SPRT testing

One of the best ways to test one engine against another is by using SPRT, which stands for "Sequential Probability Ratio Test." A program which can run such matches is cutechess-cli, by using the SPRT parameter.

It is beyond the scope of this book to explain all the mathematics behind these formulas, even if I'd understand everything in detail. I'm a programmer, not a Statistician.

It is sufficient to understand the basics.

You run a match between two engines. This match does not have a set length, but to make sure it doesn't run 'forever', we normally set a very large number of games, such as 20.000. To make SPRT work, we need to set two hypotheses: one we hope that comes true (H1), and one we hope that isn't true (H0, the NULL hypothesis). We allow for a chance of 5% that the SPRT-test gives us the wrong result. So, we are 95% confident that the result is correct. (You can lower the 5% margin, but the test will run a lot longer.)

Let's say we have a new engine, called version NEW. We also have an old version, we call version OLD.

Now we state:

  • H1: Engine NEW is at lesat 1 Elo stronger than engine OLD.
  • H0: Engine NEW is NOT more than 5 Elo stronger than Engine OLD.
  • Error margin: 5%.

When running cutechess_cli, we give it the SPRT parameter:

-sprt elo0=1 elo1=5 alpha=0.05 beta=0.05

(Alpha an Beta have nothing to do with Alpha/Beta searching. In this case, Alpha is the chance we accept H1 while we shouldn't, and Beta is the chance we accept H0 while we shouldn't; i.e., a chance of 5% we get the wrong result from the test.)

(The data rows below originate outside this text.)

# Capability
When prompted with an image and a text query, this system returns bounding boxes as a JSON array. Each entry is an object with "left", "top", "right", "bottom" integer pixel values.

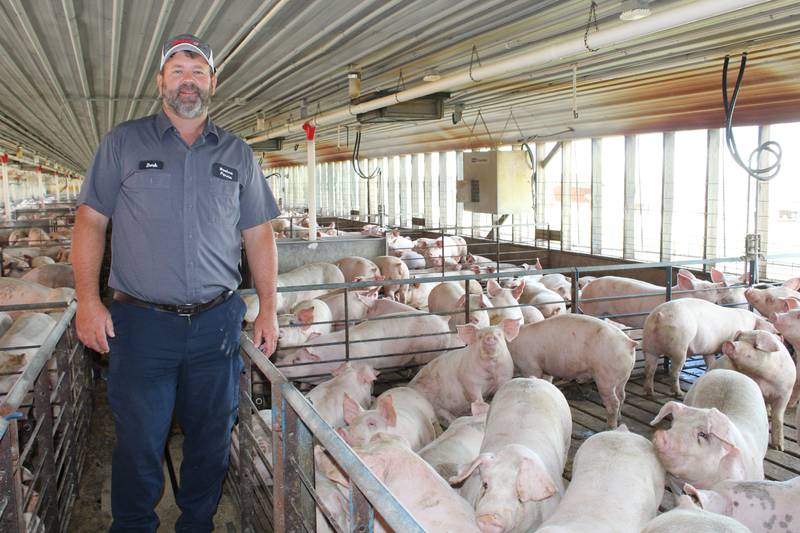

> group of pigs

[
  {"left": 0, "top": 223, "right": 74, "bottom": 287},
  {"left": 263, "top": 362, "right": 800, "bottom": 533},
  {"left": 248, "top": 227, "right": 800, "bottom": 533}
]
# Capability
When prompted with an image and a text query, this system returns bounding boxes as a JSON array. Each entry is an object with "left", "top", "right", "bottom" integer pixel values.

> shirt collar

[{"left": 156, "top": 109, "right": 219, "bottom": 142}]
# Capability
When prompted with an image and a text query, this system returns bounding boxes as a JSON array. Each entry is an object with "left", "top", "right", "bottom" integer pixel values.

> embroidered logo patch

[
  {"left": 139, "top": 159, "right": 164, "bottom": 170},
  {"left": 211, "top": 163, "right": 239, "bottom": 181}
]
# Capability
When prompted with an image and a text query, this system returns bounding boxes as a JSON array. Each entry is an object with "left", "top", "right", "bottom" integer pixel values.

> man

[{"left": 72, "top": 35, "right": 278, "bottom": 532}]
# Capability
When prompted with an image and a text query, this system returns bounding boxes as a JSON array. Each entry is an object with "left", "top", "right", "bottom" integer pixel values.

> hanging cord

[
  {"left": 722, "top": 52, "right": 783, "bottom": 181},
  {"left": 352, "top": 130, "right": 381, "bottom": 180},
  {"left": 583, "top": 1, "right": 600, "bottom": 52}
]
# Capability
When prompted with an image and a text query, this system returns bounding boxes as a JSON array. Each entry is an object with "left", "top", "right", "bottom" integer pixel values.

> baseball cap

[{"left": 158, "top": 33, "right": 216, "bottom": 73}]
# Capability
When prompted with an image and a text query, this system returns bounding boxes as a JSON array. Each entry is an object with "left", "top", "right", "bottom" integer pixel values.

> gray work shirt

[{"left": 78, "top": 111, "right": 279, "bottom": 304}]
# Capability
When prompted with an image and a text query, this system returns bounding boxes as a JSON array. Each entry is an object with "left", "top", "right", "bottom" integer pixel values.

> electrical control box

[{"left": 458, "top": 151, "right": 533, "bottom": 215}]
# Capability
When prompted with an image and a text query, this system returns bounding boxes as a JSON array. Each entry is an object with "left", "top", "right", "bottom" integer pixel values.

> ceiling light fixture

[
  {"left": 619, "top": 0, "right": 651, "bottom": 21},
  {"left": 422, "top": 68, "right": 442, "bottom": 82}
]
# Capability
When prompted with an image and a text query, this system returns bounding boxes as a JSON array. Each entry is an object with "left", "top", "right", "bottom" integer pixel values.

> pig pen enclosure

[
  {"left": 222, "top": 230, "right": 800, "bottom": 531},
  {"left": 0, "top": 0, "right": 800, "bottom": 533}
]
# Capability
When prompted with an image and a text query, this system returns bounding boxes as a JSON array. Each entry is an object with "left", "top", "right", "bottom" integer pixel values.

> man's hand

[
  {"left": 75, "top": 299, "right": 114, "bottom": 353},
  {"left": 253, "top": 312, "right": 278, "bottom": 356}
]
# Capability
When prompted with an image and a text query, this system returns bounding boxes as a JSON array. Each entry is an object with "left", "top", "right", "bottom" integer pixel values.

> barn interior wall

[{"left": 269, "top": 119, "right": 800, "bottom": 278}]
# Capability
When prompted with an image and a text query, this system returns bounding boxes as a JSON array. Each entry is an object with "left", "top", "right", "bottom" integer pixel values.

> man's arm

[
  {"left": 71, "top": 204, "right": 114, "bottom": 353},
  {"left": 242, "top": 221, "right": 278, "bottom": 355}
]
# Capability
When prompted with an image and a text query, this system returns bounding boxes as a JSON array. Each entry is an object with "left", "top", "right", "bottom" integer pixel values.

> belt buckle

[{"left": 175, "top": 304, "right": 197, "bottom": 316}]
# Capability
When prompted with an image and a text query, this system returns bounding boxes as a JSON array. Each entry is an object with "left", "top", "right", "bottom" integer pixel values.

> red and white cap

[{"left": 158, "top": 33, "right": 216, "bottom": 73}]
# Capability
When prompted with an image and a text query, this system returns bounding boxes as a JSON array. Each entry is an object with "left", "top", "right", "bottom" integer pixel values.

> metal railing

[
  {"left": 0, "top": 300, "right": 92, "bottom": 533},
  {"left": 229, "top": 333, "right": 424, "bottom": 532}
]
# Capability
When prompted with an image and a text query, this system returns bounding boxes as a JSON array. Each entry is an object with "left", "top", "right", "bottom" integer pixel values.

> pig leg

[
  {"left": 614, "top": 381, "right": 625, "bottom": 416},
  {"left": 595, "top": 382, "right": 621, "bottom": 429},
  {"left": 770, "top": 398, "right": 786, "bottom": 452},
  {"left": 668, "top": 351, "right": 686, "bottom": 398},
  {"left": 788, "top": 368, "right": 800, "bottom": 407},
  {"left": 644, "top": 352, "right": 658, "bottom": 398}
]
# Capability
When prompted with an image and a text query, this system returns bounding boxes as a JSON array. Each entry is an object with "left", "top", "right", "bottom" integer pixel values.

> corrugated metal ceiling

[{"left": 0, "top": 0, "right": 800, "bottom": 171}]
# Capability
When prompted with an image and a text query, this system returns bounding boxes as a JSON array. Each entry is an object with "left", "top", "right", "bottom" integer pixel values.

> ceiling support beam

[
  {"left": 61, "top": 0, "right": 100, "bottom": 146},
  {"left": 247, "top": 0, "right": 766, "bottom": 143},
  {"left": 9, "top": 0, "right": 94, "bottom": 162}
]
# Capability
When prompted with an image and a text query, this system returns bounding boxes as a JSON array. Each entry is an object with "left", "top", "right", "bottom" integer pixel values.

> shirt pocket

[
  {"left": 209, "top": 177, "right": 239, "bottom": 224},
  {"left": 123, "top": 170, "right": 175, "bottom": 219}
]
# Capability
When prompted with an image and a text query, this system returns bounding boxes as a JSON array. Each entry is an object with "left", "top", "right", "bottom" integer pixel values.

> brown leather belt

[{"left": 114, "top": 290, "right": 233, "bottom": 316}]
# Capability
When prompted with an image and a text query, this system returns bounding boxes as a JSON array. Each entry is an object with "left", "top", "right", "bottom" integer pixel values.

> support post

[
  {"left": 281, "top": 384, "right": 317, "bottom": 532},
  {"left": 561, "top": 141, "right": 576, "bottom": 250},
  {"left": 750, "top": 126, "right": 769, "bottom": 278},
  {"left": 703, "top": 128, "right": 722, "bottom": 269},
  {"left": 622, "top": 135, "right": 636, "bottom": 259},
  {"left": 592, "top": 137, "right": 603, "bottom": 255},
  {"left": 422, "top": 152, "right": 435, "bottom": 227},
  {"left": 660, "top": 131, "right": 675, "bottom": 261},
  {"left": 303, "top": 122, "right": 317, "bottom": 241},
  {"left": 0, "top": 154, "right": 11, "bottom": 221}
]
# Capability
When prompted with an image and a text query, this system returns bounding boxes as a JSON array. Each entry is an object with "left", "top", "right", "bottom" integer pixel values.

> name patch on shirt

[
  {"left": 211, "top": 163, "right": 239, "bottom": 181},
  {"left": 139, "top": 159, "right": 164, "bottom": 170}
]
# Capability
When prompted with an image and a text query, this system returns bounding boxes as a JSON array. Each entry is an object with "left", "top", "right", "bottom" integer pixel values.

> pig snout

[
  {"left": 653, "top": 429, "right": 669, "bottom": 454},
  {"left": 478, "top": 514, "right": 506, "bottom": 533}
]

A cutechess_cli command could look like this:

cutechess-cli \
-engine conf="Rustic Alpha 3.15.100" \
-engine conf="Rustic Alpha 3.1.112" \
-each \
    tc=inf/10+0.1 \
    book="/home/marcel/Chess/OpeningBooks/gm1950.bin" \
    bookdepth=4 \
-games 2 -rounds 2500 -repeat 2 -maxmoves 200 \
-sprt elo0=0 elo1=10 alpha=0.05 beta=0.05 \
-concurrency 4 \
-ratinginterval 10 \
-pgnout "/home/marcel/Chess/sprt.pgn"

With this command, we're testing 3.15.100 (NEW) against 3.1.112 (OLD), where we run 2500 rounds with 2 games each, so each engine plays the same opening with white and black. Time control is 10 seconds + 0.1 increment.

Now we start the match between our NEW and OLD (previous) engine version, and cutechess_cli will start to play games.

Let's say that, after 400 games, Alpha 2 is 100 Elo stronger than Alpha 1. This could still change, if you play enough games... but that is the point of SPRT testing. As soon as cutechess_cli is 95% sure that the difference between the two engines is not going to change anymore, it will abort the match, which saves a lot of time.

At that point, cutechess_cli compares the result in Elo against the stated hypotheses. With a result of +100 Elo for engine NEW, we can see:

  • H1: NEW is at least 1 Elo stronger than OLD. True, because 100 > 1.
  • H0: NEW is NOT more than 5 Elo stronger than OLD. False, because it IS more than 5 Elo stronger (100 Elo is more than 5 Elo).

So H1 is accepted, and we have determined that NEW is a stronger engine than OLD, and by how much (self-play) Elo.

If NEW scored -20 Elo, then we would have had this result:

  • H1: NEW is at least 1 Elo stronger than OLD. False, because -10 < 1.
  • H0: NEW is NOT more than 5 Elo stronger than Old. True, because -10 is indeed less than 5 Elo.

So H0 is accepted, which means that our NEW engine is not stronger than our OLD engine; it is actually weaker, and we should not include this feature. (At least, not yet: a feature which causes a strength loss now, could cause a strength gain when added on top of other features, so it's worth it to try again later.)

As long as the difference between NEW and OLD is between 1 and 5 Elo, the SPRT-test keeps running, because both hypotheses are still true: 3 Elo is "at least 1 Elo stronger", but it is also "not more than 5 Elo stronger." If this result doesn't change, cutechess_cli would run forever; that is the reason why we set a match limit of something like 20.000 games.